The year of my birth seemed as good an organizational device as any, so I made two piles, Before 1961 and After 1961, and draped a Hefty bag over a chair for trash. Most decisions came easily. I didn’t need two pictures of blurry pink bougainvillea against a whitewashed wall, or 10 shots of my nephew with his chubby fist in his first birthday cake. But the accumulated glimpses — Mom’s smile, Dad’s eyes crinkled in laughter — added up and, after 10 minutes, I was worn out.

I was halfway through a roll from a trip my parents had taken to Grand Teton National Park in 1995, flinging scenic vista after scenic vista into the Hefty bag, when my hand stopped. A shot of a wooden chapel on the edge of a field glorious with lupine. I recognized the scene from a moment of family lore: in 1970 my brother, then 3, had walked into that empty chapel to recite the Lord’s Prayer without prompt. He’d died in 1994, the year before Mom returned to the spot and took the photo.

I wasn’t just the person deciding which pile it went into; I was the only person alive who understood why it had been taken in the first place. If I threw it away, I was throwing away layers of emotion and association and identity. And if I kept it, well what then? The clutter of my childhood had never gone away; it had just been packed up to land smack-dab in my present, where I had to deal with it alone. Sure, I’d bought the place and chosen the paint colors and the fabric to reupholster dad’s favorite chairs, but suddenly, untenably, my space no longer felt all mine. I threw the Hefty bag in the trash and shoved the Photos & Stuff back in the hall closet.

A week later my friend Eva came over, and we pulled everything out of the hall closet, including Photos & Stuff (as well as a television remote I’d given up for gone and 40 years of Christmas ornaments and the backpack found in my brother’s car after he died). With Eva at my side, I opened a box with curiosity more than dread and handed her my brother’s obituary, my parents’ wedding invitation.

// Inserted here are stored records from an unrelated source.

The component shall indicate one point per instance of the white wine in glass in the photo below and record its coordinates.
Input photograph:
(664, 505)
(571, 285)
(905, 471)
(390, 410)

“Your brother was so handsome,” she said. I reached in again, lifting out a manila folder on which Mom had written my name; in it, she’d kept every clipping from every reading I’d ever given. And then my fingers brushed something furry: the needlepoint pillow reading “This Mess Is a Place.” I must have stashed it here that day I found it. Now I recalled it hanging from a cabinet door in my childhood kitchen. I held it up, making a face.

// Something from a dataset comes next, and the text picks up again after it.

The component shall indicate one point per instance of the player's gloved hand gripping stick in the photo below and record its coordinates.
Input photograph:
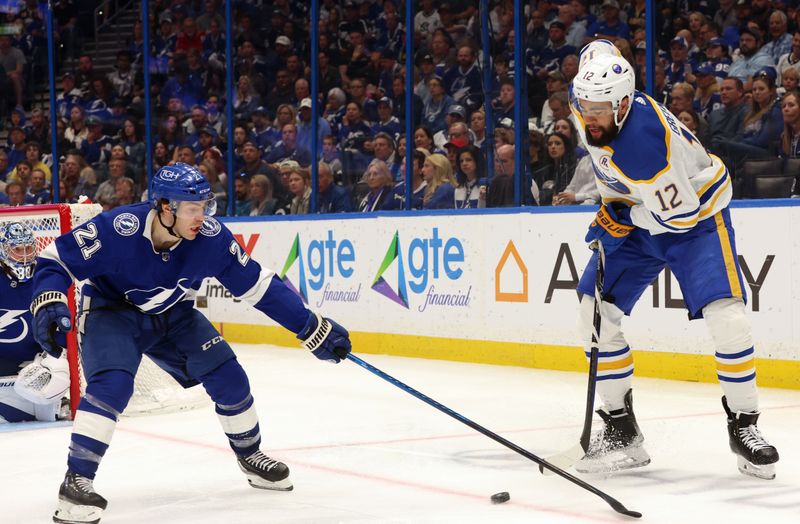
(50, 314)
(611, 226)
(570, 457)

Eva met my eyes. She too had lost both parents. She too was the only surviving child.

“I have my father’s polyester pajamas,” she said. “I can’t bear to throw them out, but what are you supposed to do with blue polyester pajamas? They were the last thing he wore before he went to the hospital.”

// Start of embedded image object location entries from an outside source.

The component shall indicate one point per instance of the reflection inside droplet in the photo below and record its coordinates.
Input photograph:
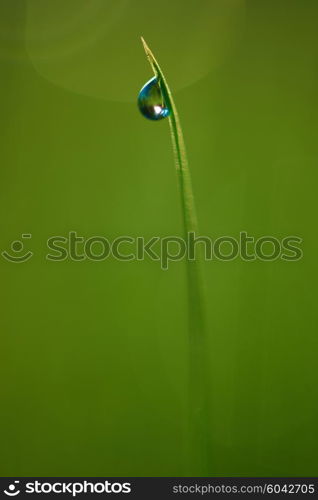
(151, 101)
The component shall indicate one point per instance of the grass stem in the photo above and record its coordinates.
(198, 352)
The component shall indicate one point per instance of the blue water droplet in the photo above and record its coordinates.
(151, 102)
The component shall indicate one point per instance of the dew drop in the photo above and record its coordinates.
(151, 102)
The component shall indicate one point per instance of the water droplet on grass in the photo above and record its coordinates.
(151, 101)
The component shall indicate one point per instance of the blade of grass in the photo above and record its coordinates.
(198, 357)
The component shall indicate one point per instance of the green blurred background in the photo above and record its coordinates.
(94, 354)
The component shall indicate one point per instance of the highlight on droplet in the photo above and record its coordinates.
(151, 102)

I looked around the room as if for the first time. Not the way I saw it when the real estate broker showed it to me, but with the boxes finally cleared away. My mother would never see how good her farm table looked on my new rug, but there it sat. My father had never climbed the stairs to exclaim, “This is wonderful, honey,” although I’d heard his voice say that many times. My brother would never stand by my side on the deck, pointing at the north tower of the Golden Gate Bridge and explaining just how he made it to the top.

“Come to Colorado next summer,” Eva said. She and her husband had recently bought an adobe farmhouse in the mountains. “Bring your photos. I’ve got my mother’s. We’ll go through them. We’ll tell each other the stories.”